Ein angeblicher Ransomware-Angriff auf 1-800-Dentist, eine der größten zahnärztlichen Unterstützungsorganisationen in den Vereinigten Staaten, könnte die persönlichen und gesundheitlichen Daten von etwa 2,3 Millionen Patienten offengelegt haben, nachdem die Qilin-Ransomware-Gruppe die Verantwortung für den Datenbruch übernommen hatte.
Der Vorfall betraf ein Netzwerk, das mehr als 800 Zahnarztpraxen im ganzen Land unterstützt. Laut Sicherheitsmeldungen erhielten Angreifer unbefugten Zugang zu den Systemen der Organisation und exfiltrierten sensible Daten, bevor sie Ransomware einsetzten.
Die kompromittierten Informationen variieren von Person zu Person, können aber Namen, Adressen, Geburtsdaten, Telefonnummern, E-Mail-Adressen, Sozialversicherungsnummern, Führerscheinnummern, Krankenversicherungsdetails, Behandlungsinformationen, Patientenakten und weitere medizinische Daten umfassen.
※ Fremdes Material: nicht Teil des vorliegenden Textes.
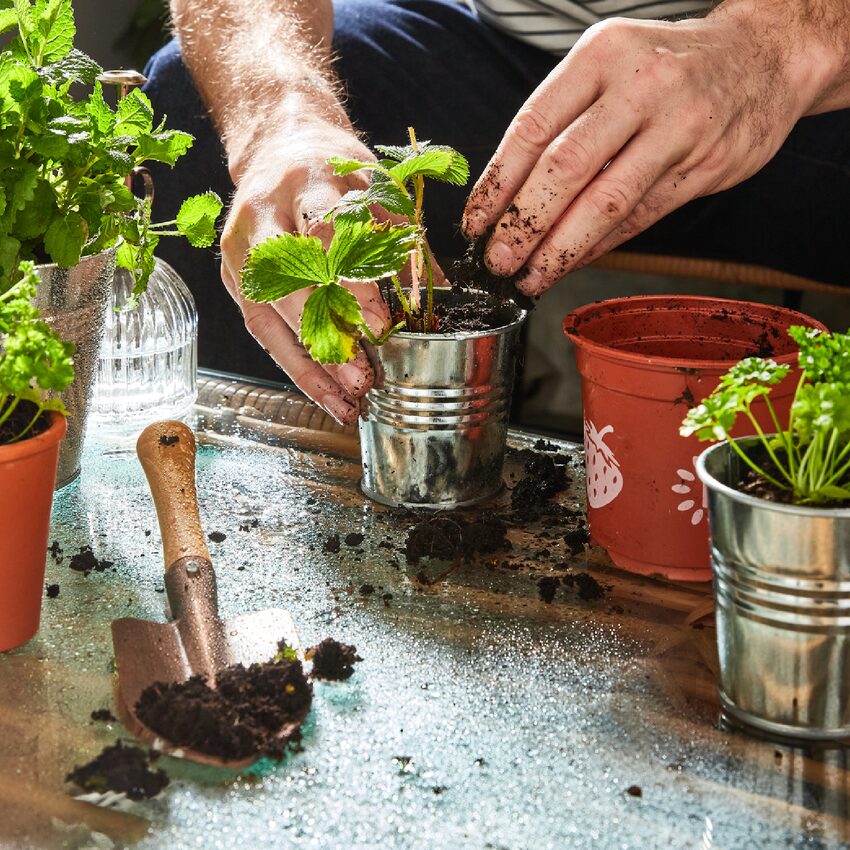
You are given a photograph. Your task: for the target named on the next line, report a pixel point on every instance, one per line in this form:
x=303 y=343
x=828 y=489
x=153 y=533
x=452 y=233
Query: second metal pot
x=782 y=594
x=73 y=302
x=438 y=416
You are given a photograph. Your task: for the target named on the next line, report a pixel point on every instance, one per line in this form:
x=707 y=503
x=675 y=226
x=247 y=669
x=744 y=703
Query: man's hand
x=287 y=185
x=639 y=118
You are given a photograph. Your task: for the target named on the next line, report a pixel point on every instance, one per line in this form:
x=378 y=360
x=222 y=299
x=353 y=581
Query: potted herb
x=644 y=362
x=779 y=506
x=66 y=206
x=34 y=363
x=434 y=434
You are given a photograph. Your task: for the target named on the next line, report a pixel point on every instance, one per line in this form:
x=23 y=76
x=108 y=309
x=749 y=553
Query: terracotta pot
x=644 y=362
x=27 y=476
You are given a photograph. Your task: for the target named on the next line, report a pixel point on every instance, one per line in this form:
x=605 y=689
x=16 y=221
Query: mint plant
x=810 y=456
x=64 y=161
x=363 y=249
x=35 y=364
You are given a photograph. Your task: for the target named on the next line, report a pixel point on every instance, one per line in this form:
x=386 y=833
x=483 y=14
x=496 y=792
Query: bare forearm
x=260 y=67
x=807 y=42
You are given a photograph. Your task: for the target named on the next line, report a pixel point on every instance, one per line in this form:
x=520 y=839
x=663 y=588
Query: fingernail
x=474 y=222
x=500 y=258
x=344 y=409
x=531 y=283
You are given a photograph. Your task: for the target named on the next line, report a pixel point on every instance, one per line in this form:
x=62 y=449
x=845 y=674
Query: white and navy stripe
x=556 y=25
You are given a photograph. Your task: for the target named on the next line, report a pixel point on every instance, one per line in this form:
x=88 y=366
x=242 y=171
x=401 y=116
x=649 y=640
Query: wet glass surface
x=481 y=716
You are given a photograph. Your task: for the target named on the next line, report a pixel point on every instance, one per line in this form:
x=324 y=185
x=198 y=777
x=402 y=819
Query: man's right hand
x=285 y=184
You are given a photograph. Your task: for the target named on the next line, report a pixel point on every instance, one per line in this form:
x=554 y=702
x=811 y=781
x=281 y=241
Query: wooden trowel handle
x=167 y=454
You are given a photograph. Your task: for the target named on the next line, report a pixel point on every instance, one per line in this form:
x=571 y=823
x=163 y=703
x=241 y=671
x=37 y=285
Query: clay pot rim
x=638 y=304
x=35 y=445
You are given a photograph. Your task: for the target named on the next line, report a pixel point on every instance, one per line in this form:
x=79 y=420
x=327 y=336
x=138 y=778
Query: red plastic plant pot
x=644 y=362
x=27 y=476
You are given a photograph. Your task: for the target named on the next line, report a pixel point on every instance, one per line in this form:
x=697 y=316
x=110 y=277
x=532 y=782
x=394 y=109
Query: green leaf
x=343 y=166
x=438 y=162
x=135 y=116
x=65 y=238
x=197 y=217
x=330 y=324
x=365 y=251
x=55 y=24
x=165 y=147
x=76 y=67
x=283 y=265
x=355 y=205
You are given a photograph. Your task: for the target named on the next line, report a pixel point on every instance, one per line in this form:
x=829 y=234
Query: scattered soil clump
x=103 y=715
x=120 y=768
x=333 y=660
x=547 y=587
x=254 y=710
x=86 y=562
x=20 y=419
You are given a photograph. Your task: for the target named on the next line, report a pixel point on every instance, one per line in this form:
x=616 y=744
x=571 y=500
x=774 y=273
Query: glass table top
x=481 y=716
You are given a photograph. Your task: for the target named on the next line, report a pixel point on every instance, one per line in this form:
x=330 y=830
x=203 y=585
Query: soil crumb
x=86 y=562
x=103 y=715
x=254 y=710
x=547 y=587
x=470 y=272
x=333 y=660
x=588 y=588
x=120 y=768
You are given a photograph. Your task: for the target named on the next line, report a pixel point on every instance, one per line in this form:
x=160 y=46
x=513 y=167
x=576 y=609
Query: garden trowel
x=196 y=641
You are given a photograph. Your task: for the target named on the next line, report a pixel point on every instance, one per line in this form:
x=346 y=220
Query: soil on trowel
x=333 y=660
x=122 y=769
x=254 y=710
x=19 y=419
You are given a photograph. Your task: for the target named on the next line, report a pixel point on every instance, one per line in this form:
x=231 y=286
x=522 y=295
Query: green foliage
x=64 y=160
x=332 y=321
x=810 y=456
x=34 y=362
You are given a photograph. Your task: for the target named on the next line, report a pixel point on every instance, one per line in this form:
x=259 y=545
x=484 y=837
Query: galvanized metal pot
x=434 y=435
x=782 y=592
x=73 y=302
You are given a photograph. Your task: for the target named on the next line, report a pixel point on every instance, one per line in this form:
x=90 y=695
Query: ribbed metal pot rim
x=763 y=504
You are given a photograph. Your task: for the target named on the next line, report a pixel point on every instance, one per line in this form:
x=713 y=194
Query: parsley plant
x=34 y=362
x=362 y=250
x=63 y=160
x=810 y=457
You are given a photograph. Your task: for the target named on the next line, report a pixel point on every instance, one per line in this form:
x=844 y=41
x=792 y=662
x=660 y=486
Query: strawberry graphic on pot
x=604 y=479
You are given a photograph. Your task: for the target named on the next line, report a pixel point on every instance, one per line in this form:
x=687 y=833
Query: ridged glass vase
x=149 y=356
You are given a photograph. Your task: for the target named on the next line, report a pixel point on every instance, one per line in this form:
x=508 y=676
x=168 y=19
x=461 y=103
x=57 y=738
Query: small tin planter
x=782 y=594
x=437 y=420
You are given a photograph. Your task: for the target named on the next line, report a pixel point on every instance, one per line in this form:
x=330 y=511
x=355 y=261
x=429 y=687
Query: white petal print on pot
x=688 y=486
x=604 y=479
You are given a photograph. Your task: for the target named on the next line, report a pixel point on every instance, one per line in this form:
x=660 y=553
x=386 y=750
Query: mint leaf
x=283 y=265
x=343 y=166
x=197 y=217
x=135 y=116
x=65 y=238
x=365 y=251
x=330 y=324
x=165 y=147
x=55 y=24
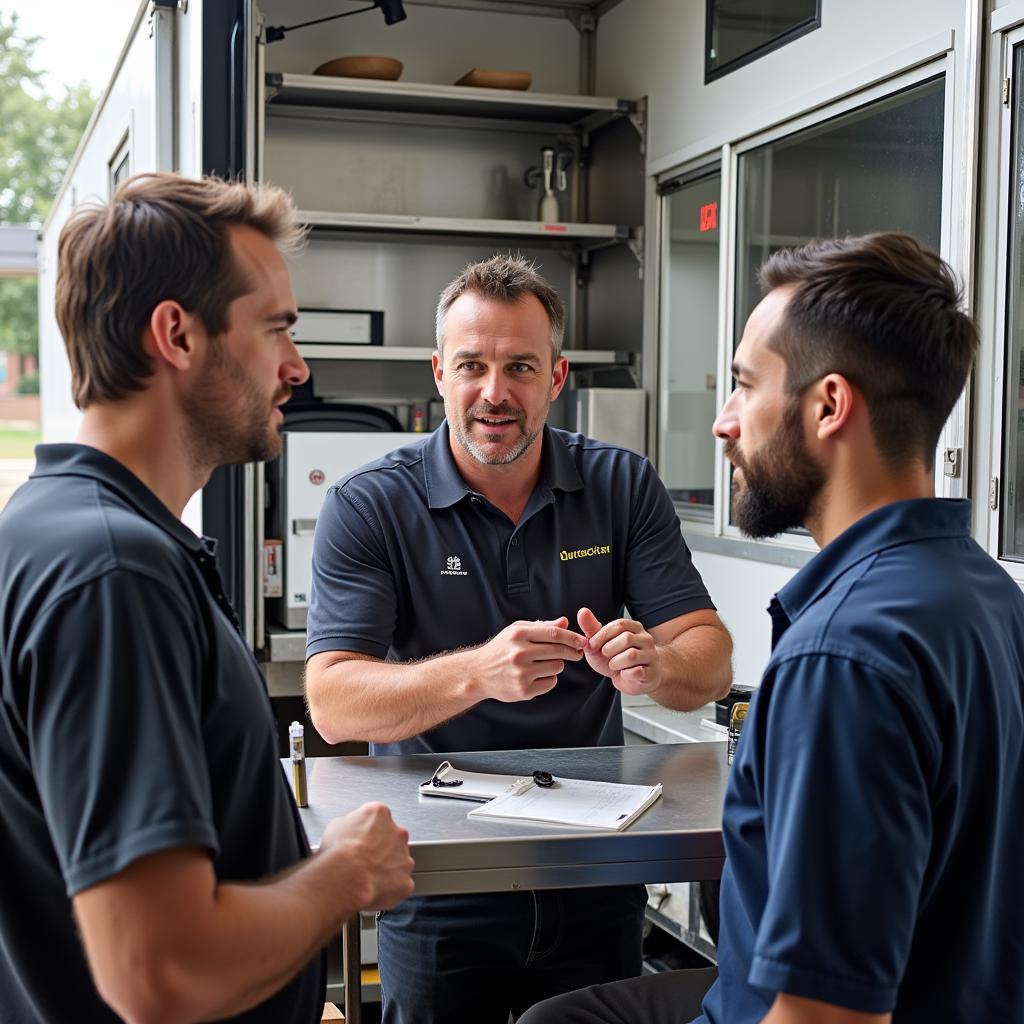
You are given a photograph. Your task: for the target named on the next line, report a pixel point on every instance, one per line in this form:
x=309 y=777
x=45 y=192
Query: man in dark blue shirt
x=155 y=866
x=875 y=814
x=448 y=579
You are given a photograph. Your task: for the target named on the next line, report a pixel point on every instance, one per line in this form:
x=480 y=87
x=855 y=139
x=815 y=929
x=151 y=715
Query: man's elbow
x=325 y=722
x=724 y=674
x=151 y=990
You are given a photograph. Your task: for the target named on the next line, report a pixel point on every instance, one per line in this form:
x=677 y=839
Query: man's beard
x=227 y=417
x=781 y=482
x=462 y=428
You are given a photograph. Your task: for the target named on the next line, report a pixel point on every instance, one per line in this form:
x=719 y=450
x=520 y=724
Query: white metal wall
x=127 y=114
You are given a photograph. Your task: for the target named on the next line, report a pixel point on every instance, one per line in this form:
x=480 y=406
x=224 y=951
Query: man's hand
x=623 y=650
x=523 y=660
x=375 y=858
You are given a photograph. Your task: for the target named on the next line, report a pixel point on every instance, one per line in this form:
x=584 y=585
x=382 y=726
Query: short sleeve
x=848 y=829
x=662 y=581
x=352 y=600
x=111 y=701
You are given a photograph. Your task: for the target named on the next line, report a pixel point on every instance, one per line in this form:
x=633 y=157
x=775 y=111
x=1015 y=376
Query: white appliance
x=614 y=415
x=310 y=462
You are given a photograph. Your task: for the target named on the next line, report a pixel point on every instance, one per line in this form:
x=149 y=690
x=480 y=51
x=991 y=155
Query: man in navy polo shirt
x=448 y=579
x=155 y=866
x=875 y=814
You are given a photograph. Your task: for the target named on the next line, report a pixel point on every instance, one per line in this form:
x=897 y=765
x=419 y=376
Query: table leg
x=351 y=970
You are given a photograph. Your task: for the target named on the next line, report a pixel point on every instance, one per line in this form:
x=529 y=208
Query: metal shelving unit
x=580 y=237
x=580 y=113
x=418 y=353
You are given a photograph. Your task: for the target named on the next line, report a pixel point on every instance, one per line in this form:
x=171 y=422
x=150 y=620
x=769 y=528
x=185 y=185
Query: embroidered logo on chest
x=568 y=556
x=453 y=566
Auch finanzielle Informationen könnten für einige Personen offengelegt worden sein.
Die Qilin-Ransomware-Bande hat die Organisation inzwischen auf ihrer Leak-Seite gelistet und behauptet, eine große Menge interner Dateien gestohlen zu haben. Wie viele moderne Ransomware-Operationen verwendet Qilin eine doppelte Erpressungsstrategie, stiehlt Daten, bevor die Systeme verschlüsselt werden, und droht, die Informationen zu veröffentlichen, falls kein Lösegeld gezahlt wird.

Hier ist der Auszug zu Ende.